Therapy Services

Trauma Therapy

While talk therapy can help make sense of trauma and understand triggers, we believe in a more integrative approach – healing from the inside out. This approach addresses:

  • The body

  • Emotional understanding

  • Meaning-making

  • Memory reconsolidation

Our Approach to Trauma Recovery

Our therapists are trained in a variety of trauma modalities and often integrate the following in our work:

  • Somatic Experiencing (SE) – a body-based approach to understanding and releasing trauma.

  • Internal Family Systems (IFS) – a parts-based approach to emotional processing and meaning-making.

  • EMDR (Eye Movement Desensitization and Reprocessing) – a modality for reprocessing memories that remain stuck due to trauma.

Before engaging in deeper work, we focus on creating a safe, supportive space. Trauma can make the world feel unsafe, and safety is experienced in the nervous system. Our therapists bring their own attuned presence to help cultivate this sense of safety, creating a foundation for healing.

Healing trauma is hard, but even establishing a felt sense of safety is powerful work. We move together at a pace that meets your goals, helping you process your experiences fully and intentionally.

Understanding Trauma

Trauma is more than an event – it’s the body’s and brain’s reaction to a threat. Whether experienced firsthand or secondhand, trauma happens when life, mind, or body is threatened. Often, the physiological responses meant to protect us – fight, flight, freeze, or fawn – cause memories to become “stuck.” This can result in ongoing symptoms such as anxiety, depression, or PTSD, even from events that might not seem traditionally traumatic.
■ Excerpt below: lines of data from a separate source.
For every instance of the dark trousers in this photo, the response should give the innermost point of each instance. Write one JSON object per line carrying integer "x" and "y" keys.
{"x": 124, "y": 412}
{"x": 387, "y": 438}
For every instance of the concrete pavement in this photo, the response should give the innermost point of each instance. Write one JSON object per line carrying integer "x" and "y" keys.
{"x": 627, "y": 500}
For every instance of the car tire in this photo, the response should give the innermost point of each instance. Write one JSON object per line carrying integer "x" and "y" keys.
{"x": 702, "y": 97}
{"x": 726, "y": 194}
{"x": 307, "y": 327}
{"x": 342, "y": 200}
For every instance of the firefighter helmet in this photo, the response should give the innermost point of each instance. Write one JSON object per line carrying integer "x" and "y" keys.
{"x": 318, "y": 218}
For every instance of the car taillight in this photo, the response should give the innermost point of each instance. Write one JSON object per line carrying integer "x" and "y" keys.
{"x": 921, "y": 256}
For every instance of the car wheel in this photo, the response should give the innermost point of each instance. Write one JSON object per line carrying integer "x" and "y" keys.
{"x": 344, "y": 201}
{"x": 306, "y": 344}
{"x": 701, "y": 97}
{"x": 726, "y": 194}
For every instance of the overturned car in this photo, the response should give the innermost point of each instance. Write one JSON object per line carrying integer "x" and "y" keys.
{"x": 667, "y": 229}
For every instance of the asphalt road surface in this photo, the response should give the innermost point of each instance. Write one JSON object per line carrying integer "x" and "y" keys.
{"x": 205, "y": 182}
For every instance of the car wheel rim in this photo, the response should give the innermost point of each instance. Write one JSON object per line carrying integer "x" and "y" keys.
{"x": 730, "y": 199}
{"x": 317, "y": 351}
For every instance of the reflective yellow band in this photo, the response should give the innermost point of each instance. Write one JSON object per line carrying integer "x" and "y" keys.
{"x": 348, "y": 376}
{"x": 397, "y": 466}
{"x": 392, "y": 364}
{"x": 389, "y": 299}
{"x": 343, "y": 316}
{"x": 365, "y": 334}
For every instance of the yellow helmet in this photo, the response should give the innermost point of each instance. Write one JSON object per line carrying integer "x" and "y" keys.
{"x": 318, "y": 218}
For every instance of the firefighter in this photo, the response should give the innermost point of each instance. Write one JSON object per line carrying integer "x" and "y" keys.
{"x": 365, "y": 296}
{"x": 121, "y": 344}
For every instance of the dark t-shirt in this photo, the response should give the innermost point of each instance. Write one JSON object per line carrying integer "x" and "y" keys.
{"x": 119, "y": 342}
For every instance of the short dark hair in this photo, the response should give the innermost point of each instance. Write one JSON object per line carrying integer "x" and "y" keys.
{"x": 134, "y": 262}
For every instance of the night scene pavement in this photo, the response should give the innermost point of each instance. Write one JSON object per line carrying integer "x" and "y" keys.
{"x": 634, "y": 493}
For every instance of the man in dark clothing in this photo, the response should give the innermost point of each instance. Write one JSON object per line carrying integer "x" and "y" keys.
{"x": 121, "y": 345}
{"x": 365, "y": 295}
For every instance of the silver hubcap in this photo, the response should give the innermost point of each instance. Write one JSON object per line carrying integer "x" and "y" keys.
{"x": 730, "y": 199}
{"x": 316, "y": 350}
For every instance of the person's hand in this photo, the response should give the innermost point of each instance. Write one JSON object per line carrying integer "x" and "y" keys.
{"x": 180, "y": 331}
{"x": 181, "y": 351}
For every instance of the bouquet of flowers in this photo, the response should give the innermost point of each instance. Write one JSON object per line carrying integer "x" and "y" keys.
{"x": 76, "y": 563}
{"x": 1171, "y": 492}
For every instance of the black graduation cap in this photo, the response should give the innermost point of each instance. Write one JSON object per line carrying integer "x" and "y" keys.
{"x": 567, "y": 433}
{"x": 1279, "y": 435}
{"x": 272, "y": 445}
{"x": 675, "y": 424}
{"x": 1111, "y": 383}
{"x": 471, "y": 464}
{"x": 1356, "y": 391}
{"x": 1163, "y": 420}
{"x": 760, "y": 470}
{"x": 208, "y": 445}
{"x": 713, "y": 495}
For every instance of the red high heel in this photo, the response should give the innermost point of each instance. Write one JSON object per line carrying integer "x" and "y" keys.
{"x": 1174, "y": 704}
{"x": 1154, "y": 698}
Many of us grow up believing these reactions are a flaw in ourselves. The truth is trauma can be healed, and understanding how your body and brain processed the event is the first step toward recovery.

Modalities for Trauma Treatment

  • Somatic Experiencing (SE)
    SE focuses on the body’s innate ability to heal. By noticing sensations, impulses, and behaviors, we help complete the nervous system’s response to trauma, allowing it to move and release rather than remain stuck. SE recognizes that not all trauma can be expressed in words – sometimes healing must happen through the body.

  • Internal Family Systems (IFS)
    IFS views the mind as made up of parts, each with roles, emotions, and protective functions. These parts may be anxious, depressive, people-pleasing, or represent younger versions of yourself. By exploring and unburdening these parts, we cultivate compassion and create space for your “self energy” – a centered, regulated place from which healing can unfold.

  • EMDR (Memory Reconsolidation)
    EMDR reprocesses traumatic memories that remain fragmented in the brain and body. Through guided bilateral stimulation, memories are integrated and no longer trigger distress in the present, allowing emotions, body sensations, and explicit recollections to settle in a safe and organized way.

Intensive Trauma Work

Some trauma work requires deeper, more frequent sessions. Intensive therapy –meeting 2-3 times per week – allows you to access and process deeply held trauma while maintaining containment and support between sessions. This approach often accelerates healing and creates profound shifts in a shorter period of time.

In intensive work, we combine IFS, SE, and EMDR to access and process trauma in a deliberate, supportive way. Once you feel stabilized, sessions typically transition to a weekly schedule to continue your healing journey.